Hunting

Washington’s big game seasons are on | Local

Washington Fish and Wildlife commissioners approved big game hunting seasons with little debate on Friday, but rejected proposed rules that would have incrementally modernized some primitive gun hunts.

They chose to postpone the vote until today on a controversial proposal that would clarify when wolves can be killed for attacking livestock. The delay will allow more people to comment on the proposed rule.

The commissioners also enacted a ban on importing deer, elk, moose and caribou carcasses from out of state. Washington hunters can bring antlers and boneless meat from animals killed in other states. The rule is designed to keep chronic wasting disease out of Washington. The disease was discovered in Idaho in the fall.

At a meeting last month, a split commission rejected the ministry’s proposed spring black bear hunt. Hunters were concerned that some of the statements made by some of the commissioners who voted against the spring bear hunt signaled their reluctance to support other harvesting opportunities. In particular, commissioners Timothy Ragen and Melanie Rowland said they were uncomfortable with the ministry’s lack of accurate data on black bear population dynamics.

On Friday, Ragen again expressed a desire to better understand how the agency’s biologists track animal populations and determine sustainable harvest levels. Rowland expressed a lack of knowledge about the difference between general hunts, where people can participate simply by buying licenses and tags, and permit-only hunts, where they have to earn a drawing to participate – and a desire for better understand harvest levels.

But both said they would work with agency officials to answer their questions. The commission unanimously approved general and special seasons for deer, elk, bighorn sheep, mountain goat, moose and migratory wildlife.

The commission split on recommendations that would have allowed muzzleloaders to attach 1-power or red dot scopes to their weapons or attach video cameras to their weapons.

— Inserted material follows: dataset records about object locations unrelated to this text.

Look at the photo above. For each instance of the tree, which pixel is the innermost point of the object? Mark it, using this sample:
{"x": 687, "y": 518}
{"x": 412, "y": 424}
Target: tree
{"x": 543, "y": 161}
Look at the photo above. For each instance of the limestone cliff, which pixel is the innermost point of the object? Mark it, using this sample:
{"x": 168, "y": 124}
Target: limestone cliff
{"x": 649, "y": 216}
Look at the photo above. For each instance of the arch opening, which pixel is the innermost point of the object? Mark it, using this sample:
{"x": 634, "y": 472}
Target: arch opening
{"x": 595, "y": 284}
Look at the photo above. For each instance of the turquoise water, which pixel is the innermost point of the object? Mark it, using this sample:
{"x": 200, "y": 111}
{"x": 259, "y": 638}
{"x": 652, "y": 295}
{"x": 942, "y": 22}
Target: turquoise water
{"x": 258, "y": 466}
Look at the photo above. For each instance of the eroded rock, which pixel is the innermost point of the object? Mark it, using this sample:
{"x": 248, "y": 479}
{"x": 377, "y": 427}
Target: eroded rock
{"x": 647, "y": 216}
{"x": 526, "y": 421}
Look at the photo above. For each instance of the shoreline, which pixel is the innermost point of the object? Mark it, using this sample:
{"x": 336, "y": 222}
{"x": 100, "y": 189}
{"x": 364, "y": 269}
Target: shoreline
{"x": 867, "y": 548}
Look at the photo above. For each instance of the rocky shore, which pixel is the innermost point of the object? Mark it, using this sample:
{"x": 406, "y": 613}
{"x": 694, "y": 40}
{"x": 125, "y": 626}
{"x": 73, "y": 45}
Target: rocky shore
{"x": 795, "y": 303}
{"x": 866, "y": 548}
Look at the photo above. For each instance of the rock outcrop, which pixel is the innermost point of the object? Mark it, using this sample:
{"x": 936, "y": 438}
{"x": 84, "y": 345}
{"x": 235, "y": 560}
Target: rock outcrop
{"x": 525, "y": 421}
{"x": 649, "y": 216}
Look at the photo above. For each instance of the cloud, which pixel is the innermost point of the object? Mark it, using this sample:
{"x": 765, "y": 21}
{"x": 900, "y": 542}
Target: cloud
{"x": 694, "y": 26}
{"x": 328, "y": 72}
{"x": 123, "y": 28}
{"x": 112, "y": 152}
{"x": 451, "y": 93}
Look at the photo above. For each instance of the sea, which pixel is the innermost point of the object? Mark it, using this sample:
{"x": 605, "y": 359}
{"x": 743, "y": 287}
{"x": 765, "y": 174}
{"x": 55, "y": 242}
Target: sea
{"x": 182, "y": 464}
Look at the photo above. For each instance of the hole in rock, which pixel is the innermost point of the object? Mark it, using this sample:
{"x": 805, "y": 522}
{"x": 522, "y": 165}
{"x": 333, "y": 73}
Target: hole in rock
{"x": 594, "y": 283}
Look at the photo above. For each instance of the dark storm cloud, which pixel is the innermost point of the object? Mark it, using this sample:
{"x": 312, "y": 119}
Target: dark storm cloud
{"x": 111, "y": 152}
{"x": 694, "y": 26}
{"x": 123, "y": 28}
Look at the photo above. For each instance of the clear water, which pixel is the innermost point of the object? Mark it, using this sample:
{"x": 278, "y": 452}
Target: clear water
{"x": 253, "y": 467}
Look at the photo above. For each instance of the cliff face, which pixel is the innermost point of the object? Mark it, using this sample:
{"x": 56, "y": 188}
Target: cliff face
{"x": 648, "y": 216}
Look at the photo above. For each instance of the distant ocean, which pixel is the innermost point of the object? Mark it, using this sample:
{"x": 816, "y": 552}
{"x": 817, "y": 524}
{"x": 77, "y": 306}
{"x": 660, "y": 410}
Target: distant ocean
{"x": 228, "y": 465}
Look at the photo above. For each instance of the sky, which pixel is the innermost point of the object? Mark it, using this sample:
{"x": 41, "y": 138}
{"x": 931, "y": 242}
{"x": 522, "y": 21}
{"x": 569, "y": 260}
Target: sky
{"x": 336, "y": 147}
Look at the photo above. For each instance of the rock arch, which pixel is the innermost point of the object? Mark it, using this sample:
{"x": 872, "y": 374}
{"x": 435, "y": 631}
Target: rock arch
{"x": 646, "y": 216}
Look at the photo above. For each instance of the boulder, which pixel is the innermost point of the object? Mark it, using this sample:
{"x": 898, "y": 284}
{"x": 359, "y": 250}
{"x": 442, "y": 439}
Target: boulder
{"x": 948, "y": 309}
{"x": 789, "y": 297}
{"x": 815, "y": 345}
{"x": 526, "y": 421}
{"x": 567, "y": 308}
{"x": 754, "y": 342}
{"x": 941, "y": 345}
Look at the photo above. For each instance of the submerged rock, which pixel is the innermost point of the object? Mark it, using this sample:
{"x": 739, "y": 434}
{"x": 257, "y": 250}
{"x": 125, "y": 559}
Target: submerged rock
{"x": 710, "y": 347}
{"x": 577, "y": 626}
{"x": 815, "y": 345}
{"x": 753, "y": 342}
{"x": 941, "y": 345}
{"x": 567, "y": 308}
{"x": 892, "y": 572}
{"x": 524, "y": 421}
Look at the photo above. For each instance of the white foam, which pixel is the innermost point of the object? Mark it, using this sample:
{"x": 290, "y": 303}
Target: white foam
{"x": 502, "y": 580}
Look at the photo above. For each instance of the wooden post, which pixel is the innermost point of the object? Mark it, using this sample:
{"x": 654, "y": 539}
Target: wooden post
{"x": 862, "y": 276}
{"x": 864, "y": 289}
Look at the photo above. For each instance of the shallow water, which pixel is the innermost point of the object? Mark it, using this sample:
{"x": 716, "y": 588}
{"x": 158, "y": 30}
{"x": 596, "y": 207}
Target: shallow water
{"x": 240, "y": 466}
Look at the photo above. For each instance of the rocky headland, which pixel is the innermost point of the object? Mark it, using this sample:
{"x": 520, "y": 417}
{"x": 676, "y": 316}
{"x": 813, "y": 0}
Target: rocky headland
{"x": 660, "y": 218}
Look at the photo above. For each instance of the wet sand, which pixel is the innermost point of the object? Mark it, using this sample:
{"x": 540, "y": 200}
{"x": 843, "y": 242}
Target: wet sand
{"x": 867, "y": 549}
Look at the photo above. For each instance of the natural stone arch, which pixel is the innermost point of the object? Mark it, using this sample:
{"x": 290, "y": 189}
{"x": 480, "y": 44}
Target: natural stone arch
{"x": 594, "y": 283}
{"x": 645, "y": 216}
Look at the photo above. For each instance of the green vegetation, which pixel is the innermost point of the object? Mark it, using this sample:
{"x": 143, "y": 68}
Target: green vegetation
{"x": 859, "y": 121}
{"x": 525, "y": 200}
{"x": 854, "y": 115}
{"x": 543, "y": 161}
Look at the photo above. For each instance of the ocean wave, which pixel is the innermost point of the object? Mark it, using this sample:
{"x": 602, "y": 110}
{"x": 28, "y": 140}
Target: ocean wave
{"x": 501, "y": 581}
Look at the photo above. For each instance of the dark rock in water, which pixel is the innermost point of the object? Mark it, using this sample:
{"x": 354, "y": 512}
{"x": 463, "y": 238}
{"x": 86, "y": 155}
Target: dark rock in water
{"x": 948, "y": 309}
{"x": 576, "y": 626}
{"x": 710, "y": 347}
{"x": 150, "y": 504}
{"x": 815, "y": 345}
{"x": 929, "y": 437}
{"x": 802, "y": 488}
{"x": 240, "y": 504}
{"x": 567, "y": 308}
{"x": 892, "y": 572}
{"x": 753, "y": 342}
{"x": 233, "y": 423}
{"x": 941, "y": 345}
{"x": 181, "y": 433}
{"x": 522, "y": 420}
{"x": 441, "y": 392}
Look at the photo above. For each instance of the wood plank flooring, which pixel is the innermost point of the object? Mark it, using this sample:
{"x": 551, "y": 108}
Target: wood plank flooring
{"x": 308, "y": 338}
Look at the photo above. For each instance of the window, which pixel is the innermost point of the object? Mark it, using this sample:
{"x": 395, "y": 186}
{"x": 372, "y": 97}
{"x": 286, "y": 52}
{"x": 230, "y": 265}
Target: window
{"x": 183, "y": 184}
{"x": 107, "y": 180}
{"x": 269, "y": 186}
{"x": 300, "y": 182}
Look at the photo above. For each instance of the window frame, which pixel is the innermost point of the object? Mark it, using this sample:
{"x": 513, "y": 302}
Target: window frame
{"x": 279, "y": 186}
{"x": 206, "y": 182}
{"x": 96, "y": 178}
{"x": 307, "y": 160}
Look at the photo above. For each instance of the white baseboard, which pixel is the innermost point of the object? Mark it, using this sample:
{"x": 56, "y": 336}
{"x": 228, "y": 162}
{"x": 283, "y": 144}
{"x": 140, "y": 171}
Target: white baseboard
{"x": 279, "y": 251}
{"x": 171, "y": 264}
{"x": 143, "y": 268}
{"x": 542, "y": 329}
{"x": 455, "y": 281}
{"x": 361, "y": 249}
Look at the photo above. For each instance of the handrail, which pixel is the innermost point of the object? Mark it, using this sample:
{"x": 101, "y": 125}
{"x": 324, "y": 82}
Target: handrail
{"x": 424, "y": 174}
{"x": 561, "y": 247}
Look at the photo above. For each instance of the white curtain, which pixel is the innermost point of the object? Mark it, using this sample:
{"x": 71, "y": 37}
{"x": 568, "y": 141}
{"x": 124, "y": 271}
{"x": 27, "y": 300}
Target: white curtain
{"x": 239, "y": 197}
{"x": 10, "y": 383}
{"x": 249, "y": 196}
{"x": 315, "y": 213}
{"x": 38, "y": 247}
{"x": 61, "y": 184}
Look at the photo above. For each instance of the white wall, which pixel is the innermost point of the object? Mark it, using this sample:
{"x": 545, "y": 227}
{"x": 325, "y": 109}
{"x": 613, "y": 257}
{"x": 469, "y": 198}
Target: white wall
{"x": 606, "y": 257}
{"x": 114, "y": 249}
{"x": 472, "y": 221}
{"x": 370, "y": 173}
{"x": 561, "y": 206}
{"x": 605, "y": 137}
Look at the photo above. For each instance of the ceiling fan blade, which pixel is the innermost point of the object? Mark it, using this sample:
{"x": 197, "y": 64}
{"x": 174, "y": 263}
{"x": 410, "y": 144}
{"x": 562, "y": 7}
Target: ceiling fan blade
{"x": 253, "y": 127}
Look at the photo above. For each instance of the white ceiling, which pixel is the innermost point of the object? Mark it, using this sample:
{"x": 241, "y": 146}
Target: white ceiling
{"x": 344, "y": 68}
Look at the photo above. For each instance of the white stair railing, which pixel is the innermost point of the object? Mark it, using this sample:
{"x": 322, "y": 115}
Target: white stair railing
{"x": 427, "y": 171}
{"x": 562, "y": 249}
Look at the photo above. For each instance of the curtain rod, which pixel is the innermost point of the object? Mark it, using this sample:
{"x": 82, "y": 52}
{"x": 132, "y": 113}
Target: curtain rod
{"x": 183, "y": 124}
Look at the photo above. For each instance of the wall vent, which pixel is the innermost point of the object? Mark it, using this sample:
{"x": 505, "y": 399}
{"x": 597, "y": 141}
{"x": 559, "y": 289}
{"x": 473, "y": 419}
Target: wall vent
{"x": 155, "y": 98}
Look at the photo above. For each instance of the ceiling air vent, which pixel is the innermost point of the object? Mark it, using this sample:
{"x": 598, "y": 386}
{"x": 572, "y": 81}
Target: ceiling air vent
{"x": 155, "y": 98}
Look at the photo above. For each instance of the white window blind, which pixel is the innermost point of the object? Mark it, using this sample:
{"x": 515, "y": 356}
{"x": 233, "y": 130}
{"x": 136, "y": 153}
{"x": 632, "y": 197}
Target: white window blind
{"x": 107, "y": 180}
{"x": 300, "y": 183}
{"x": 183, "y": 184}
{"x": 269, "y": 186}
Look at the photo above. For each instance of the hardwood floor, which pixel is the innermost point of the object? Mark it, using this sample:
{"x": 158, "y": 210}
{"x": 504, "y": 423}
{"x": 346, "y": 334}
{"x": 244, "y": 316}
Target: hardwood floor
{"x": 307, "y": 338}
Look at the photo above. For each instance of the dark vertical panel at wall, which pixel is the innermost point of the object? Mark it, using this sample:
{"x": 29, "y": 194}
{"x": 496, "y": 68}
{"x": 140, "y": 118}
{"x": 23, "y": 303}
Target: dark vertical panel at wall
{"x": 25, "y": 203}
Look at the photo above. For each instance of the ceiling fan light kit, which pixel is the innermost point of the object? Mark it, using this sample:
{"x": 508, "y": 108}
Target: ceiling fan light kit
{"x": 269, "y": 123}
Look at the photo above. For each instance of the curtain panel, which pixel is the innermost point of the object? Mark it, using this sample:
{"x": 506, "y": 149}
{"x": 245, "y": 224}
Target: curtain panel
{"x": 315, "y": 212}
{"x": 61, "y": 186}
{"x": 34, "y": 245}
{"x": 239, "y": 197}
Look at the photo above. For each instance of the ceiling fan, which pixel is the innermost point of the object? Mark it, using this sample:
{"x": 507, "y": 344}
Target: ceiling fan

They also split on a recommendation that would allow archery hunters to use rangefinder bow sights and bow-mounted video cameras.

Some argued that this would add too much modern technology to the hunts that were designed to be primitive. Others felt that gear could lead to better shot placement and more efficient kills.

The commission ultimately rejected muzzle-loading goggles, rangefinder arc sites, and video cameras.

The meeting resumes at 8 a.m. this morning. An agenda and login information is available at bit.ly/36UmHCt.